I find Lilly and Nic in the kitchen cutting shapes into rolled-out dough.
“Daddy!” Lilly says. “You’re home!” She runs to m
e, unconcerned about the flour coating her hands, and throws her arms around my waist, getting little handprints all over my dress pants.
“Hi, baby.” I kiss the top of her head and breathe in the smell of her strawberry shampoo. This is the way it should be—Lilly getting excited about Christmas and dancing around the kitchen to “Rudolph the Red-Nosed Reindeer.” I can’t let my own holiday demons destroy the day for my daughter.
“Did you have a good day, Daddy?”
I smile.

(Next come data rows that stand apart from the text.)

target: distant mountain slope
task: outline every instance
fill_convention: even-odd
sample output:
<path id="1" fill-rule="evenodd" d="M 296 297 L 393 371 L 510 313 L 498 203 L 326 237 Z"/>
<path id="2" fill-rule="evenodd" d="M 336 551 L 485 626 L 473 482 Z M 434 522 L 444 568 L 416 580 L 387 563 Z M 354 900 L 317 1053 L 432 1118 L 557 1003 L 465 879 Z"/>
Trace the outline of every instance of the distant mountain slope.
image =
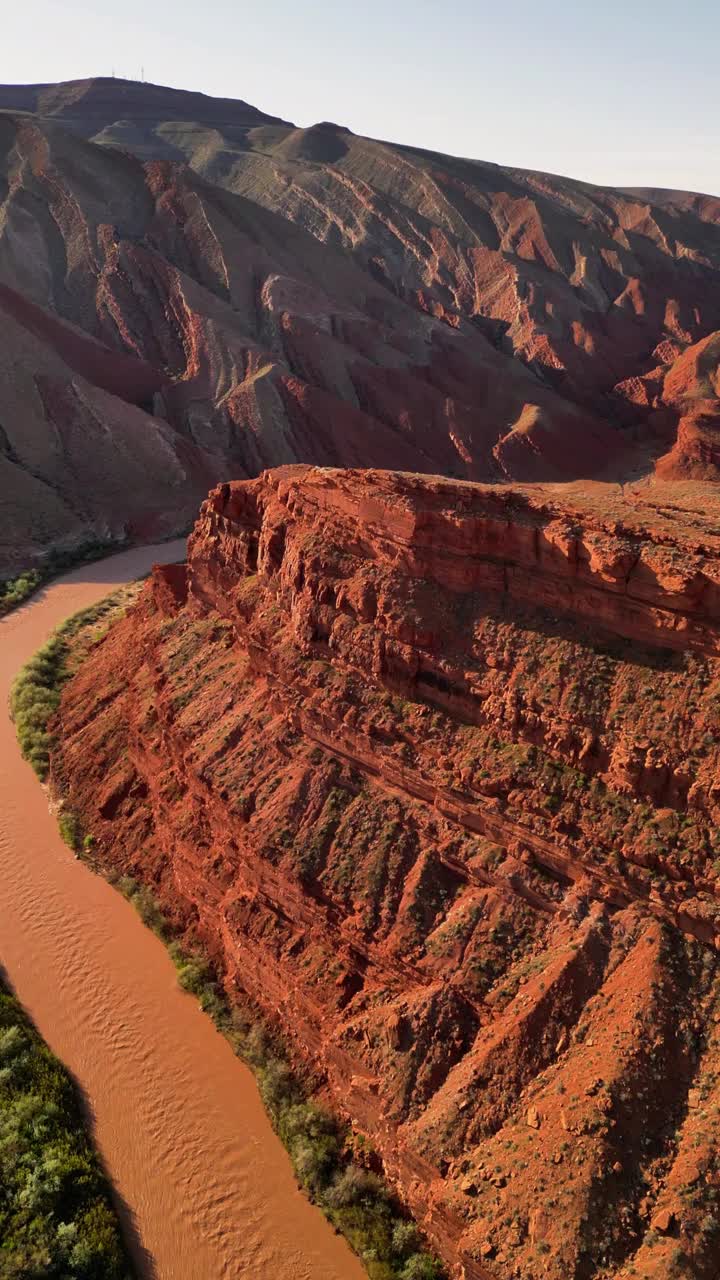
<path id="1" fill-rule="evenodd" d="M 720 330 L 720 201 L 127 81 L 0 106 L 0 284 L 150 371 L 218 475 L 717 479 L 716 388 L 638 387 Z"/>

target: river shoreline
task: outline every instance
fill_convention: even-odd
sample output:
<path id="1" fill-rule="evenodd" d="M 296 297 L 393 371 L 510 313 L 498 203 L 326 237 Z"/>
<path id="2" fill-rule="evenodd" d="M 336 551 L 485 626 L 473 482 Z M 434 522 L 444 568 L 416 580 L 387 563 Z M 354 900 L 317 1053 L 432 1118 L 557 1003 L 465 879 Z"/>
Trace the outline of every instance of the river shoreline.
<path id="1" fill-rule="evenodd" d="M 3 704 L 63 618 L 183 554 L 163 543 L 82 564 L 3 618 Z M 63 845 L 6 712 L 0 749 L 0 963 L 83 1091 L 138 1275 L 360 1280 L 360 1261 L 297 1189 L 250 1070 L 131 905 Z"/>

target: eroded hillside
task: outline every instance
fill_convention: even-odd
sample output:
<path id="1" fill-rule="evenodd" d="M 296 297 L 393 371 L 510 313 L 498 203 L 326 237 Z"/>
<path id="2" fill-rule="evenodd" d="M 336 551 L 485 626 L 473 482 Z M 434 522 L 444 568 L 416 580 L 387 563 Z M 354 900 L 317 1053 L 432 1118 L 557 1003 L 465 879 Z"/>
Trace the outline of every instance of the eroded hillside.
<path id="1" fill-rule="evenodd" d="M 290 462 L 717 479 L 717 200 L 126 81 L 0 106 L 0 571 Z"/>
<path id="2" fill-rule="evenodd" d="M 720 539 L 286 467 L 67 686 L 55 786 L 466 1280 L 711 1280 Z"/>

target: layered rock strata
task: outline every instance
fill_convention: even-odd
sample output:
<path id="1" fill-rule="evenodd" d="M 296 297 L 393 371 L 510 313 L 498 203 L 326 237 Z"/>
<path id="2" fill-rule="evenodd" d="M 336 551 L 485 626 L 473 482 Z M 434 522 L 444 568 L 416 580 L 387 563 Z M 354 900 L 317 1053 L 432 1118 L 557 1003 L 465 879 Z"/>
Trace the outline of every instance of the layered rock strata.
<path id="1" fill-rule="evenodd" d="M 284 467 L 65 690 L 99 863 L 466 1280 L 715 1275 L 719 567 L 630 500 Z"/>

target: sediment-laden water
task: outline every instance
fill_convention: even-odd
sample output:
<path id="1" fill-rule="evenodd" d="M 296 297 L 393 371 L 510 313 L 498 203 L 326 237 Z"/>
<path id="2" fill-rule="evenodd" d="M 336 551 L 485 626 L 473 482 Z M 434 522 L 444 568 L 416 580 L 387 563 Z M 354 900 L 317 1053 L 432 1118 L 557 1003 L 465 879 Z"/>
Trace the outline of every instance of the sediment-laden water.
<path id="1" fill-rule="evenodd" d="M 63 845 L 6 712 L 59 622 L 182 554 L 164 544 L 83 566 L 0 621 L 0 964 L 85 1093 L 140 1275 L 361 1280 L 297 1190 L 251 1073 L 133 909 Z"/>

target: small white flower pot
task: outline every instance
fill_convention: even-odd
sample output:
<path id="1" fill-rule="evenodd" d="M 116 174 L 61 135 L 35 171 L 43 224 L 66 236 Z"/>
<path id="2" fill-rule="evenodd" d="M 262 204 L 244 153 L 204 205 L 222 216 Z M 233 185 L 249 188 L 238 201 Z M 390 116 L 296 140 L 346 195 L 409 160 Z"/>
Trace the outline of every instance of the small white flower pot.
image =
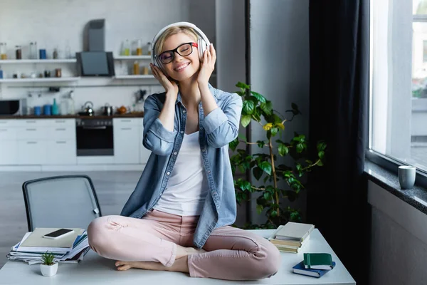
<path id="1" fill-rule="evenodd" d="M 56 271 L 58 271 L 58 262 L 56 262 L 53 265 L 40 264 L 40 271 L 43 276 L 47 277 L 53 276 L 56 274 Z"/>

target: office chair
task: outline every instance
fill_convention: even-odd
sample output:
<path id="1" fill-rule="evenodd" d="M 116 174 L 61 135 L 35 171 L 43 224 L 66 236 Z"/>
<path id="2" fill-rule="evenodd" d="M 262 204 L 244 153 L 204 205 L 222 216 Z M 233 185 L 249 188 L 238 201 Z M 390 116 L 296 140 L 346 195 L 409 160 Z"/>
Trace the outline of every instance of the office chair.
<path id="1" fill-rule="evenodd" d="M 87 175 L 36 179 L 22 185 L 28 231 L 36 227 L 87 229 L 101 209 Z"/>

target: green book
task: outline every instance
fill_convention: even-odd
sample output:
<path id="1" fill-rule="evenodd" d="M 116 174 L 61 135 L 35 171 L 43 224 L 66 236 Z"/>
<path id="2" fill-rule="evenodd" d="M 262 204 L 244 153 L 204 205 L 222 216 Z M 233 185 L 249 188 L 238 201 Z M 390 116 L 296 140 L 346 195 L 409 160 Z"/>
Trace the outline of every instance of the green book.
<path id="1" fill-rule="evenodd" d="M 304 266 L 307 269 L 326 269 L 333 268 L 332 256 L 330 254 L 304 254 Z"/>

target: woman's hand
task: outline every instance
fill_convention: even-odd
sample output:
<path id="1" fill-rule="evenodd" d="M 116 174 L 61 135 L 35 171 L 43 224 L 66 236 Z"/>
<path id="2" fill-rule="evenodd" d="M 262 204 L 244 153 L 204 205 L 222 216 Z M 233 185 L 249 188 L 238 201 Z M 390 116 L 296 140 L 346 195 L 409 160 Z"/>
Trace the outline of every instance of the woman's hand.
<path id="1" fill-rule="evenodd" d="M 153 76 L 159 81 L 160 84 L 164 88 L 167 94 L 172 95 L 174 96 L 175 100 L 176 100 L 176 97 L 178 96 L 178 85 L 175 81 L 170 81 L 163 71 L 160 70 L 157 66 L 154 66 L 152 63 L 149 64 L 149 66 L 152 69 L 152 73 Z"/>
<path id="2" fill-rule="evenodd" d="M 199 87 L 206 87 L 209 82 L 209 78 L 214 69 L 215 69 L 215 61 L 216 61 L 216 52 L 214 48 L 214 45 L 211 43 L 206 47 L 206 50 L 203 53 L 203 62 L 200 63 L 200 71 L 197 77 L 197 83 Z"/>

Sometimes she sounds so grown-up. “I did. I delivered two babies and helped one baby stay in her mama’s belly.”
She frowns. “Why would you do that?”
“She wasn’t ready yet. It’s safer for her in her mommy’s tummy for now.”
“Any girl babies?”
I have to grin. As far as Lilly is concerned, the only babies that count are the girls. “One girl, one boy. How was your day?”
“It was perfect! Nicky picked me up from school and then we drove to the lighthouse. Did you know Nic loves lighthouses?” I didn’t, but Lilly doesn’t slow down to let me respond. “She said ours is the prettiest she’s ever seen, and I told her my great-great-grandpa built it. That’s right, isn’t it?”
I nod. “That’s right.”
Lilly prattles on. “When we got home, we did homework and had hot chocolate, then built a snowman, and Nic let me make snow angels while she shoveled the driveway.”
I look to Nic, curious to see what she thinks of Lilly calling her Nicky, but it doesn’t seem to faze her. “You shoveled that whole driveway by yourself?”
“Lilly and I sang Christmas carols the whole time, so it went fast,” Nic says.
“I hire a company to do it, and I have a four-wheel drive, so I can always make it in and out of the garage even if they don’t get here in a timely manner.” Which happens too often.